Maybe you couldn´t imagine, but I think my musicial Father (Kamijo-sama) and my big brother (Nimo-sama) are on a weird way similar to each other. Harrtworking, not to be beaten, passionate and charismatic. When he announced the release of his Album in March 2015, my heart skipped a beat, so much that I had the feeling to faint. I really needed an hour to realize it. It was one of the best christmaspresents this year. Hopefully I get the chance to give him something back in 2015.
I know he maybe doesn´t know how important he was for me this year and I know the chance, that he reads this entry is small. But I would like to thank you the most, this year, Nimo-sama. Because you teached me how to fight, you showed me what I have to do, to live a good life where I regret nothing. You are always patient, lovely and friendly when I have my fangirling moments and you give me a reason to get up every morning. This year I lost a lot and I was very close to moments, where I could loose more than I want. It was you who saved me in this moments.
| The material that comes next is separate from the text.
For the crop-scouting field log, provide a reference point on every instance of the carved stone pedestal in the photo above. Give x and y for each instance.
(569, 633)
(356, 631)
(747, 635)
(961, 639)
I don´t know how you make it, maybe it´s a little bit the fault of my own. But if it´s so, it´s just because of the music you created in 4 years and the way you go on. It´s a clef to my own emotional power, I needed to survive this year. So, Thank you very much!!!

And thank you to my friends, from the Tea-to-go-Party, to support me!!! What would I do without you in Hamburg and in Paris in February! ;^;
Thank you to my best friend Christin, that you love me, how I am since 15 years! I can´t wait to celebrate the new year with you, honey ♥
And thank you to Cathy, for this wonderful time with you in Paris and the tiem we spend for organising everything ♥
Just, thank you all, for helping me this year: Miriam, Kitty, Kevin, Tama...you ALL!!! I love you ♥

And Thank you to the persons who treated me wrong. For this experiences. You don´t know how much stronger I am now!